“Good research questions prompt people to tell stories, and not just answer questions.”
This blog post is really just a writing exercise. We will be working on creating better questions. We will alter close-ended questions to form open-ended questions.
Why open-ended questions?
Good question. Open-ended questions allow your respondents to explain themselves and better describe their story. An interview would be rather pointless if each question was responded with either “yes” or “no.” Open ended questions allow for a more natural conversation and open up the room for participants to expand on statements.
Why is it important to ask the right questions?
The right question will give you the right answer. The problem with that statement is the fact that one never knows what the right question is until they receive the answer.
Being able to phrase your questions can be incredibly important in advertising, especially when developing questions for focus groups, interviews, and ethnographies. The WSJ has a pretty well-written article about how question phrasing can drastically alter how one responds to a political survey and/or questionnaire.
To create the right questions takes lots of practice. I am no expert. I may not be an expert, but I would like to share with you my technique. Tell me what you think!
So here are some examples:
- Have you ever sent a text message while driving?
- In what situation would you find yourself sending a text message while driving?
- How would you describe your daily texting behavior?
- Would you say you travel abroad frequently?
- How would you describe your traveling frequency?
- Why would you travel abroad?
- Do you post a lot of pictures on Instagram?
- How would you describe your activity on Instagram?
- What drives you to post a picture on Instagram?
- Do you prefer to shop at big boxes or locally owned stores?
- When shopping, what types of stores do you prefer?
- What are the benefits and detriments of, both, big box and locally owned stores?
Let’s try a few more right?
Don’t worry about getting a little less direct with your new open style questions. This can be a good thing. That said, try not to ask about water bottles when you are interested in knowing about TV shows.
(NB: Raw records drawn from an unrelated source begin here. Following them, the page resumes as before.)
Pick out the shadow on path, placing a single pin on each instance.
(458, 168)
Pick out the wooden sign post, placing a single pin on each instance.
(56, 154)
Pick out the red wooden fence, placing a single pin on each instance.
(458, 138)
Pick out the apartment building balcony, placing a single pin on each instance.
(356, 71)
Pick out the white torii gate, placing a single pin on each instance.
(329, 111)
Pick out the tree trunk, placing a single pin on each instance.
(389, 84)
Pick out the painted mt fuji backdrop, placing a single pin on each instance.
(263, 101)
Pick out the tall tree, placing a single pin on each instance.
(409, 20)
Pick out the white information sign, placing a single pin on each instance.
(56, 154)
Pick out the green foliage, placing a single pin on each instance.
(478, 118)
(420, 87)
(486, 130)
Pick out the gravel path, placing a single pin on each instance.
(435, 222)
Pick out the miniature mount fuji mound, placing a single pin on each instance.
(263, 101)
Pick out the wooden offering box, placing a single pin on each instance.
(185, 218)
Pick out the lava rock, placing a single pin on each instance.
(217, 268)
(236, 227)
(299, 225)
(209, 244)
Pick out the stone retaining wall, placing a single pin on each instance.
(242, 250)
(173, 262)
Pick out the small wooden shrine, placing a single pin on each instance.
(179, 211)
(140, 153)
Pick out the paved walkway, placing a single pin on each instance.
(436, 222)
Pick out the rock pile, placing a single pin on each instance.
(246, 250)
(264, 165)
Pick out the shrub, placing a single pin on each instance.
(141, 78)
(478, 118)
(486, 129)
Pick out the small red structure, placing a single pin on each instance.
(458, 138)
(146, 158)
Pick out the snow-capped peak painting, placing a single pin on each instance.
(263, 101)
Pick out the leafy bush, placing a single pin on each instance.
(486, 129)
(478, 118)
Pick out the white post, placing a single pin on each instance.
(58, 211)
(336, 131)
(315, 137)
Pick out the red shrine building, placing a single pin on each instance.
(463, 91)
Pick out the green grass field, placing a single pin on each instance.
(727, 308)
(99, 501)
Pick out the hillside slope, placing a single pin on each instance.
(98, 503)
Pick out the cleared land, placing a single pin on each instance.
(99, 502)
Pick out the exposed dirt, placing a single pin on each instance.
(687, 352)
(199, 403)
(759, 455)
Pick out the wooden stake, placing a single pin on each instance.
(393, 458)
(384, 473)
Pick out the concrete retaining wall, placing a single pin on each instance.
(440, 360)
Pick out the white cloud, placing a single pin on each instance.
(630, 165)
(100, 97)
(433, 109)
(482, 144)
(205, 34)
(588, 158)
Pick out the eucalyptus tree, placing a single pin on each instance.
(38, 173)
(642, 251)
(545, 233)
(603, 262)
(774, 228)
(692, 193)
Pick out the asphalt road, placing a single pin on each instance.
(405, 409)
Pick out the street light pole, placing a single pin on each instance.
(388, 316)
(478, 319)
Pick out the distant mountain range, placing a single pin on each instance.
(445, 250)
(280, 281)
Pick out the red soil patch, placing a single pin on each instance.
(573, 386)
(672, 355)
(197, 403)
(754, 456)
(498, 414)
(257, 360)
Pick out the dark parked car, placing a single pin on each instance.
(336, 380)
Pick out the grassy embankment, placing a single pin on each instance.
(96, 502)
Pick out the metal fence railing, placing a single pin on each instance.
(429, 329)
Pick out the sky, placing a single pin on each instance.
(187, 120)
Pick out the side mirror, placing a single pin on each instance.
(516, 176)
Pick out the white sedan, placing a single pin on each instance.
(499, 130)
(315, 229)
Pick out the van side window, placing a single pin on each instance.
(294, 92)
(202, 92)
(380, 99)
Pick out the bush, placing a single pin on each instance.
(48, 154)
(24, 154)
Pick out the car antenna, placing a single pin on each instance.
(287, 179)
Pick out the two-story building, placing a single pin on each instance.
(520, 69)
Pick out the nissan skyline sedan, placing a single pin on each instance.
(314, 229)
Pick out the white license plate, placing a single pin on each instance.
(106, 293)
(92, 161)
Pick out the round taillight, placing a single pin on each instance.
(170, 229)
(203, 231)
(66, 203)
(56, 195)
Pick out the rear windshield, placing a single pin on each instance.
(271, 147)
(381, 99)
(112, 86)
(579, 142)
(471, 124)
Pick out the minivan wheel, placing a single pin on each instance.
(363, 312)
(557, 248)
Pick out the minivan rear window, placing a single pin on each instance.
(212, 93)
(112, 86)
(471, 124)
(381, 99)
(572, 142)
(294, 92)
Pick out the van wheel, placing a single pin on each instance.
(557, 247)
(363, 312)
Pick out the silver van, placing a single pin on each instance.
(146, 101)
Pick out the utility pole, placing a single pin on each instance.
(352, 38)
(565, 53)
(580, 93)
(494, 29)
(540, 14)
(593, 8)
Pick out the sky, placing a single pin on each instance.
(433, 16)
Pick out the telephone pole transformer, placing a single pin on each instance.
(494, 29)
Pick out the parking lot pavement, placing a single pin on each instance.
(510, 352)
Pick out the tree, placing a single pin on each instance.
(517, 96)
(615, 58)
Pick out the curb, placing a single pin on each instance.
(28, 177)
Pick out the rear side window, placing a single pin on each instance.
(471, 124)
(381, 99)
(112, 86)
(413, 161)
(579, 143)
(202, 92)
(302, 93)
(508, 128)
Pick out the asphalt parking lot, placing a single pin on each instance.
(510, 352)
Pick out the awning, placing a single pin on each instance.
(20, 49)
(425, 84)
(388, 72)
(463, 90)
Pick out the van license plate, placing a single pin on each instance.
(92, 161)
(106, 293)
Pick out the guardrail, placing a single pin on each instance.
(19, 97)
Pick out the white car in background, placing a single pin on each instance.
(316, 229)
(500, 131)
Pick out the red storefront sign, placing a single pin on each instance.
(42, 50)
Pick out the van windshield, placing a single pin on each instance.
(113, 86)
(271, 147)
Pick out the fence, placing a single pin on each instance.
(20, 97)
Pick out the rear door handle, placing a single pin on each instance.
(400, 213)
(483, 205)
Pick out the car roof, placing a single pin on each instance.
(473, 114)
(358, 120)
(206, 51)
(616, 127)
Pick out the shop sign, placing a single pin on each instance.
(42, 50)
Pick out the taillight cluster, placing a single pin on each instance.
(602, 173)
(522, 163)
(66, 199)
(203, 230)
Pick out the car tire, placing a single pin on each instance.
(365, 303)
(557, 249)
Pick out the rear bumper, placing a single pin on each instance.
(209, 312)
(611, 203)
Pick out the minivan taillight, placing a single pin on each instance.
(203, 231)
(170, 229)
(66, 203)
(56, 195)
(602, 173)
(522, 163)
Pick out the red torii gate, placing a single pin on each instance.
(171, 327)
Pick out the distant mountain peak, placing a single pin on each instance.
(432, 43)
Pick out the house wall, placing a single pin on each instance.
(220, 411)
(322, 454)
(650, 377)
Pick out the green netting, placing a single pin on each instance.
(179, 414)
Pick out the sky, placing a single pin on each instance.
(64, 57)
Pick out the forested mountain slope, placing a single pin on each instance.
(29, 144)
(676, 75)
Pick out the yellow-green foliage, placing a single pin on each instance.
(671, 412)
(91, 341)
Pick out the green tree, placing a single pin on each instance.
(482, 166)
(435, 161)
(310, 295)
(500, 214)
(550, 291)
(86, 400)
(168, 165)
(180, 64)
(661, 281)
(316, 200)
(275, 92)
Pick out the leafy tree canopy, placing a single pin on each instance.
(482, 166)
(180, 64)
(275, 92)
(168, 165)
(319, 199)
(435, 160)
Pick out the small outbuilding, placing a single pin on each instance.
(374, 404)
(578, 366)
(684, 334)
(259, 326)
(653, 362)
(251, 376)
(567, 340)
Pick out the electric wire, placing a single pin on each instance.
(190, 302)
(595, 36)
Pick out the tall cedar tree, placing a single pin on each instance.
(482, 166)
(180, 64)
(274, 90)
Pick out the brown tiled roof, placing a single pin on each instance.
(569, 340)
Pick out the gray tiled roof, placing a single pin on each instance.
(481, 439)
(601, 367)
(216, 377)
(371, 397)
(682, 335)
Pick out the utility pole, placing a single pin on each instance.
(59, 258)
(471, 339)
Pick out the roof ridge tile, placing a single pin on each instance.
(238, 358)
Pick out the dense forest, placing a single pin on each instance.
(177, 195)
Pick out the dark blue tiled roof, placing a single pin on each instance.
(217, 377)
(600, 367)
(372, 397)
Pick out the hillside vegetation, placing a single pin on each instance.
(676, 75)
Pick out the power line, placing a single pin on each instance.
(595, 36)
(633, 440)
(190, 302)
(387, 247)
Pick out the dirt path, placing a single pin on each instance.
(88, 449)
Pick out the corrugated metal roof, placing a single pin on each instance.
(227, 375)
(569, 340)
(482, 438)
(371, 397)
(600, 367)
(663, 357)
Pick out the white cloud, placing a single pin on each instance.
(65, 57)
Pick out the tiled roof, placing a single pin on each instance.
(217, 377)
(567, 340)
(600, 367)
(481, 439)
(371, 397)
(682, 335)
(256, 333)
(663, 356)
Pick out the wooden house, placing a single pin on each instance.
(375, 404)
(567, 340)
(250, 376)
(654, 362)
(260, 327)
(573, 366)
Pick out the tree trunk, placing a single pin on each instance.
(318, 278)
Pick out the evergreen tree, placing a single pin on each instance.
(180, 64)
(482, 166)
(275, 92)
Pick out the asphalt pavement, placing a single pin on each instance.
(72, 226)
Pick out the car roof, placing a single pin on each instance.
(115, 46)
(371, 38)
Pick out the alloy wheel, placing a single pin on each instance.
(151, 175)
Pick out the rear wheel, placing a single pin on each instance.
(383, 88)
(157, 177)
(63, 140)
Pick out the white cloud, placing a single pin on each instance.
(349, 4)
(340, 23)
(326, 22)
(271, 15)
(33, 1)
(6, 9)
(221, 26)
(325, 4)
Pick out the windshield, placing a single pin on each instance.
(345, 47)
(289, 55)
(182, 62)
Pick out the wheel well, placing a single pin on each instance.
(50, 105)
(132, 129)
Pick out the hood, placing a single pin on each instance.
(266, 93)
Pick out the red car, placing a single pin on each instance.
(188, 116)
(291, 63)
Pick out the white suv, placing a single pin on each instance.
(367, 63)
- How often do you eat sweets?
- How would you describe your intake of sweets?
- What are your favorite sweets?
- Do you tend to buy things that are on sale?
- How much of an impact does a clearance sale have on your purchasing decisions?
- In what ways would a sale (either online or retail) influence you when shopping?
- Do you like to eat wheat bread?
- What is it about wheat bread that you enjoy?
- What is your opinion on wheat bread?